Wellbeing

Group Chats 

Adapted from the original source: How to manage Group Chats (safeonsocial.com)

 

Group chats can be an excellent way for several people to participate in an online conversation together. Users are getting younger and younger, often utilising HouseParty, snapchat, Discord and other apps. They can be both helpful and harmful. Notifications ping all hours of the day, stacks of unread messages build up until they are not worth the effort to catch up on, and important information gets lost in the stream.

 

We have dealt with several situations so far in 2021 where issues have arisen because of comments made or inappropriate content shared within group chats. Parents need to remain vigilant in checking their son’s devices as these group chats and other apps can also be where nasty behaviour, exclusion, cancel culture, and bullying can thrive. 

 

Tips

There have been many times when young people have engaged in nasty behaviour about another person in a group chat, then deliberately invited them into the chat to see those comments. The deliberate nature of this abuse makes it cyberbullying. 

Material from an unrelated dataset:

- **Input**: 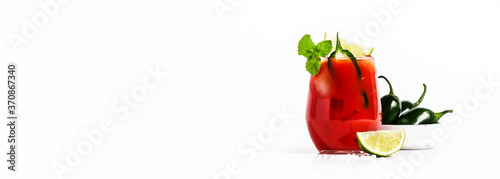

  • Keep group chats positive, helpful, and supportive. These are not places where we have a whinge about someone else, reveal our intimate secrets, or create drama, gossip, or spread rumours. Inappropriate images should not be posted or shared.
     
  • Removing access to the devices late at night helps avoid interrupted sleep caused by the group chat notifications and beeps. Many primary and secondary students sleep with their devices next to their bed and check messages in the middle of the night.

Teach them how to leave

In partnership, we have to teach our students the skills to know how to leave a group chat that is not helpful or is harmful in any way, including the actual words to use should they need to leave. Fear of missing out (FOMO) is a significant factor in a tween/teen’s life, so you will need to navigate around that as well.

  • Often kids are in multiple chats at once. If the chat is getting toxic, bullying is happening or images circulated, or anything that may be deemed illegal. Take a screenshot and log out, so they do not find themselves in a “guilty by association” situation if something gets reported.
     
  • Sometimes they have got no other option but to leave a group chat—the notifications have become too much, the conversation has become increasingly irrelevant, and their phone has become cluttered with too many group chats for them to keep across them all. In most cases, the exit button is easy to find.
     
  • In the case of group chats on Instagram, tap the header banner in a group conversation to see its participants and then tap on Leave Conversation to quit it.
     
  • Make sure they know they should not feel compelled to respond straight away or be a part of every single interaction. Remember that just because there are only six participants in a private chat does not mean that the chat will remain private. There are plenty of ways these chats can become very public.
     
  • Avoid using late at night or let people know when they are signing off for the day.
     
  • If getting overloaded with alerts, change the way chat notifications appear. Make those pings silent and invisible quickly on both Android and iOS.
     
  • On Android, open up Settings, go to Apps and Notifications, and choose an app to make changes.
     
  • On iOS, take even more control over the alerts style: from Settings, pick Notifications, then tap on a particular messaging app to see the available options.
     
  • It is also useful to silence individual conversations temporarily. It is easy to make sure alerts from certain people come through while limiting the number of pings from everyone in the chat.
     
  • Most messaging tools and group chat apps allow conversations to be muted for a period, and the option should be easy to find in the app of choice. If not, a simple google search will give instructions.
     
  • Teach them to be in charge and confident in their relationships. Their friends will understand that their refusal to engage at every moment has nothing to do with the state of their relationship. They will understand this is the way they manage their time, their devices, and their priorities.